Project Euler problem 37 says:
The number 3797 has an interesting property. Being prime itself, it is possible to continuously remove digits from left to right, and remain prime at each stage: 3797, 797, 97, and 7. Similarly we can work from right to left: 3797, 379, 37, and 3.
Going right to left is trivial enough as you just keep dividing by 10:
IEnumerable<long> RTL (long x)
{
while(x > 10) {
x /= 10;
yield return x;
}
}
Going left to right was a little trickier. Just wondering if there's a more optimal way to do this.

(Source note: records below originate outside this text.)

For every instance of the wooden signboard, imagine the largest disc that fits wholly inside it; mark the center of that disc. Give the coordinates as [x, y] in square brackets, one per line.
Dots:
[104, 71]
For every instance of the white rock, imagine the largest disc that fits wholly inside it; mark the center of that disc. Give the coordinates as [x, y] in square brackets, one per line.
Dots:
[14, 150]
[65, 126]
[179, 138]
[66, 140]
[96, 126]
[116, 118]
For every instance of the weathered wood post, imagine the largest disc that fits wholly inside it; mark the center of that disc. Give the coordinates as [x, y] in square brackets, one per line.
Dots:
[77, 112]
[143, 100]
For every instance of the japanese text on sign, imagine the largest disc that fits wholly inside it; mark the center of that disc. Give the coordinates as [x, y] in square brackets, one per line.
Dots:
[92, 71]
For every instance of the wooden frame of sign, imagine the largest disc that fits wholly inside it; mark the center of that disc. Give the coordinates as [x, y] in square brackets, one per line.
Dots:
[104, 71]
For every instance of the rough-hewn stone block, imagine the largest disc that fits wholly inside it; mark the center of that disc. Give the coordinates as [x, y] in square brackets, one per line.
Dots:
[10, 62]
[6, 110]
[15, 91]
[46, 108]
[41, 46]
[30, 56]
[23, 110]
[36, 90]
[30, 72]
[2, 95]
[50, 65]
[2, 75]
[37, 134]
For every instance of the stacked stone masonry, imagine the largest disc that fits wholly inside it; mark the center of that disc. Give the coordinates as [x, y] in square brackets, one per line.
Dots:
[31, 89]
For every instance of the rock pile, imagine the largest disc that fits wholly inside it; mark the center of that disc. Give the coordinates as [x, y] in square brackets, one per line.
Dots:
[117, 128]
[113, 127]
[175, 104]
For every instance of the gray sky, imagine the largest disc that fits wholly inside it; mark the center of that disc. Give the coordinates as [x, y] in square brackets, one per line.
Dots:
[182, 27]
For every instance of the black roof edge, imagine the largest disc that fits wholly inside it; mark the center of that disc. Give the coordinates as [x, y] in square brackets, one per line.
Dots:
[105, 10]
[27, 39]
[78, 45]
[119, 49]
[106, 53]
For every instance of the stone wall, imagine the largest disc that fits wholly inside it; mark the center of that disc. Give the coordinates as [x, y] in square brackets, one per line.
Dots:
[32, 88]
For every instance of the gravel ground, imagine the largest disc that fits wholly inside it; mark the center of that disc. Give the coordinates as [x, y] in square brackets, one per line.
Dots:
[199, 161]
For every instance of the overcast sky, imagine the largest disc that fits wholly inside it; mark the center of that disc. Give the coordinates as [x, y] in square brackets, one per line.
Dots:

IEnumerable<long> LTR (long x)
{
while(x > 10)
{
long y = x; //take a copy of current value of x;
int powerten = 0; //variable to count what the 10^n value is
while(y > 10){ //calculate powerten by repeated dividing y / 10
y /= 10; // for 3797 this would be '3' i.e. 3.797 * 10^3
powerten++;
}
long p = (long)Math.Pow(10, powerten); // 10 ^ 3 = 1000
long z = (x/p)*p; // 3797/1000*1000 = 3000
x = (x - z); // subtract from x
yield return x;
}
}
It runs pretty fast but I'm just wondering is there a more optimal way to remove the leftmost significant digit of a number on each iteration without all the "gymnastics".